Sarma Melngailis começou a namorar um homem chamado Anthony Strangis, que também se chamava Shane Fox, entre outras coisas. Strangis era um vigarista de alto nível, um viciado em jogo que de alguma forma convenceu Melngailis a desviar consistentemente os lucros de sua empresa para sua conta para gastar no Foxwoods Casino. Ele a conquistou com alguns jogos mentais impressionantes que incluíam conversas sobre organizações de alto nível semelhantes aos Illuminati que os observavam, testes constantes de sua lealdade e a crença de que ele poderia tornar seu cachorro imortal. Não, sério. Quase todas as coisas que Strangis convenceu Melngailis a acreditar parecem ridículas quando tomadas individualmente, mas “Bad Vegan” faz um excelente trabalho ao narrar como essas dinâmicas abusivas de lavagem cerebral se desenvolvem ao longo do tempo. Começa com simples proclamações de amor e então o agressor convence sua vítima de que eles precisam provar aquele amor. De novo e de novo, e de maneiras cada vez mais loucas. Melngailis é incrivelmente vulnerável e aberta, revelando como ela se apaixonou por tudo isso a tal ponto que acabou fugindo, pega com Strangis no Tennessee quando os veganos sofisticados pediram uma Domino’s Pizza.
Smith escolhe cuidadosamente seus assuntos de entrevista de uma forma que simpatiza com Melngailis. Só ouvimos Strangis através de gravações de conversas telefônicas e e-mails que ele enviou. Os funcionários da Pure Food and Wine expressam frustração, mas o projeto é enquadrado de uma forma que parece muito cautelosa em apontar o dedo para Sarma, pelo menos até o capítulo final, quando a questão de sua responsabilidade vem ao centro. Smith tem que seguir uma linha muito tênue ao contar essa história. Ele claramente não quer glorificar Strangis como um vigarista brilhante, mesmo que tenha se safado de tanto por tanto tempo, e ainda assim ele tem que deixar claro por que seu principal entrevistado caiu em todas as armadilhas desse homem. Para manter esse equilíbrio, ele evita habilmente técnicas sensacionalistas, deixando as pessoas envolvidas contarem suas histórias de uma maneira mais trágica do que um tablóide.
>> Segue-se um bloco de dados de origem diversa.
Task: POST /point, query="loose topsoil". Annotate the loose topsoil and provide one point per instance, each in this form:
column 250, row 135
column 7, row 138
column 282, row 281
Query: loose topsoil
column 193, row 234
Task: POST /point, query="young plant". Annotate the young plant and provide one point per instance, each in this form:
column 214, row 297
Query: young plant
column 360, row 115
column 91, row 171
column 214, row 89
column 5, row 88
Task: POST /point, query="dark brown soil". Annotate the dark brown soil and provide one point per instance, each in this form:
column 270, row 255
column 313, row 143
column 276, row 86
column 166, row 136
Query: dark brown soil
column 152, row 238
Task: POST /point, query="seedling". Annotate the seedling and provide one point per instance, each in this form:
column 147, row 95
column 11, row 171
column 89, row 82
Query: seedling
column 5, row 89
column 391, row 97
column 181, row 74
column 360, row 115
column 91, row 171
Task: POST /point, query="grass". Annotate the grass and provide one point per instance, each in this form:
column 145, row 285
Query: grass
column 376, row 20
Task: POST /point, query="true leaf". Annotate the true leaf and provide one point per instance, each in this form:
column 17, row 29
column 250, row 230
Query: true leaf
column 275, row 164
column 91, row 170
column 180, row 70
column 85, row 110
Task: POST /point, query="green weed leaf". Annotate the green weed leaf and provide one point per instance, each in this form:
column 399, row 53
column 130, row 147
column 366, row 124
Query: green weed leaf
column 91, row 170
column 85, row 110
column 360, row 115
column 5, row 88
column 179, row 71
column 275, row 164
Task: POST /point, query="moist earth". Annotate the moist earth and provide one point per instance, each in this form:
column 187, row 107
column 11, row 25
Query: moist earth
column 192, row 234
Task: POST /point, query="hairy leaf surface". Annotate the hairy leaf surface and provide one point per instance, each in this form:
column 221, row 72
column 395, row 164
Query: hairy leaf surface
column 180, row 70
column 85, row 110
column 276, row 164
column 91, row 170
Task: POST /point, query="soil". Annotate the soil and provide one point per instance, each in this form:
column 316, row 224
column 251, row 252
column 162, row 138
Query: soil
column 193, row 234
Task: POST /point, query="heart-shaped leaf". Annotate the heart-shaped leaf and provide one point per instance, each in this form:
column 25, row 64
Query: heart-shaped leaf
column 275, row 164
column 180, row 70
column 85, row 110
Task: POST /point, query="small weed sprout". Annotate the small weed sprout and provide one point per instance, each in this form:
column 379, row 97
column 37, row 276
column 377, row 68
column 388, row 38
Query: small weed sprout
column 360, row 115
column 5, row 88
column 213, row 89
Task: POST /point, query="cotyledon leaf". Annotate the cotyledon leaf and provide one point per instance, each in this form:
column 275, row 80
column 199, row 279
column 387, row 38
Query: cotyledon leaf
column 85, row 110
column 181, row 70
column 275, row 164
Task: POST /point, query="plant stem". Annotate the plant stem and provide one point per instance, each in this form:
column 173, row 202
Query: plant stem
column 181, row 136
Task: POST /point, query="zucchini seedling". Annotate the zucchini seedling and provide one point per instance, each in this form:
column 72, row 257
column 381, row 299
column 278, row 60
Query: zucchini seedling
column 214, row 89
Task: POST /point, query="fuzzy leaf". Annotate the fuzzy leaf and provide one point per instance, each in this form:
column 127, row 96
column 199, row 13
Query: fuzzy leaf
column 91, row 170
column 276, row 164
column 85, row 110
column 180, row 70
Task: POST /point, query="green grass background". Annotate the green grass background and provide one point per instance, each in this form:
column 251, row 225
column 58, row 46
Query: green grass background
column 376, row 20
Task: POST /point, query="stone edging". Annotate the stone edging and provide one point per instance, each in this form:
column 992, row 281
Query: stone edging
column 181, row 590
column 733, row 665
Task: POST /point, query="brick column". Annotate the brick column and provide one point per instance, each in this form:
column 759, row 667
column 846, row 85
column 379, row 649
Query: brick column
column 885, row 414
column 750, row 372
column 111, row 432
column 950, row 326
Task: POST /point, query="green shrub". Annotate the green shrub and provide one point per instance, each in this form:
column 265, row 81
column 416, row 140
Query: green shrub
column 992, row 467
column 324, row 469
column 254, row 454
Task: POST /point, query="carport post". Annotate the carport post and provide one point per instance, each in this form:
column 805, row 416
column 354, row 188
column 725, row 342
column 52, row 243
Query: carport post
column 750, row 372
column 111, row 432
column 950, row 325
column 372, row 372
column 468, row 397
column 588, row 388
O que devemos tirar de “Bad Vegan”? É apenas mais uma história de um homem horrível arruinando uma organização inteira? Por que Sarma não o impediu? Por que ela acreditou nele? Há uma versão dessa história que se aprofunda um pouco mais em como a fama, o excesso e a pressão influenciaram algumas de suas decisões, mas isso pode exigir um pouco mais de distância e possivelmente até alguma terapia do que Smith compreensivelmente não estava interessado em fazer. No final, “Bad Vegan” é quase entorpecente em sua insanidade, principalmente mostrando que uma vez que alguém como Sarma Melngailis começa a seguir um certo caminho, qualquer esperança de voltar atrás é impossível. Mesmo quando lhe prometem um cão imortal.
Temporada inteira selecionada para revisão. Hoje na Netflix.